I kept my head up throughout everything. Shaking off the Head Hunter’s hits like they were nothing and letting the words motivate me to push myself harder. There were days though when I wanted to stop playing, knowing the name calling and pain would stop too. On those days, I would remind myself that I was playing for me, and I didn’t come all this way to quit now. That’s what motivated me to strap on those pads everyday.

It also helped that I did make friends with some of the boys that supported me, and they would always stand up for me. And there were groups of people at my school who would always cheer me on when I passed by. As the season went on, I slowly earned the respect of the other boys and coaches by working my butt off and proving myself on the field and in the weight room. It paid off, as I became the starting corner for the junior varsity split team. I became close with the supportive coaches who taught me life lessons I will take with me forever.

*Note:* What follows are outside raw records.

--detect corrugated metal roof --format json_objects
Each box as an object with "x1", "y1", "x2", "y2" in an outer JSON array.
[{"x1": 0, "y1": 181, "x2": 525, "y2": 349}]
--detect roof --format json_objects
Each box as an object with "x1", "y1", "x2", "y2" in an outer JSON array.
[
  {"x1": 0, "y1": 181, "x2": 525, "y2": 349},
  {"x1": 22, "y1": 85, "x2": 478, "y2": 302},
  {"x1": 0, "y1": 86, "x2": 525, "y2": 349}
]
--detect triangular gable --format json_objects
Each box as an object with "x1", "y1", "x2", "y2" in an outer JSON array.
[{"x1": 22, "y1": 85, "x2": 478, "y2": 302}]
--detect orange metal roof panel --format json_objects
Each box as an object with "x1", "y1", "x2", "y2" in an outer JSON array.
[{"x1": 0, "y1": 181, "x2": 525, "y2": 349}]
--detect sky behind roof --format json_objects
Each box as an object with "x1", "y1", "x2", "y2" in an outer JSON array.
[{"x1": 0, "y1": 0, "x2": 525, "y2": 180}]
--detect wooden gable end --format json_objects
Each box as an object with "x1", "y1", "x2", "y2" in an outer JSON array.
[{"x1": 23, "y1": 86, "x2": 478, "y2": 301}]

Everyday I played made me feel (as corny as it sounds) like I was really living. That was my favorite part about playing. I felt like I was a part of a second family when I finally earned their respect; joking around with the other players and coaches as we practiced. I felt accepted -a feeling I have never had playing any other sport. At all of the games we competed as one unit. Everyone had my back, and I had theirs. It didn't matter that I was a girl. We celebrated after every game, no matter if it was a win or a loss. We understood the concept of setback, comeback. A value we strongly believe in.

Throughout my experience playing, I thought I was losing a part of myself because all of the physical and emotional demands that came with being the first girl to play football for an entire season. However, I didn’t lose anything, I found myself. Strength, independence, camaraderie, perseverance, determination were all inside me, but I didn’t know that until I started playing football.

I am the strong girl I am today because I didn’t take no for an answer, not from my parents, coaches, or society. The image I had of myself changed, and it changed in the eyes of those who doubted me - I am a girly girl in football pads. I identify with that title because it represents who I am more than anything. It shows strength and grace, the two attributes that I used to make it through the season and what I use in my everyday life.

Playing football started out being for me, and me alone. But now it’s not just for me, it’s for everyone looking up to me, the old and the young. It is for the little girl who came up to me and told me, “I want to be like you.” It is for my adopted brother to have a role model to look up to. It is for everyone who came before me and was told no.


To every girl who wants to play, but has been told no or is nervous about playing, know that you can do it! And, if you work hard, push yourself, and are patient, you will be able to do what I did. It’s a sport that takes time, but it is worth all of the blood, sweat, and tears.                     

Overall, my football experience has been a dream come true and something that I will always remember for the rest of my life.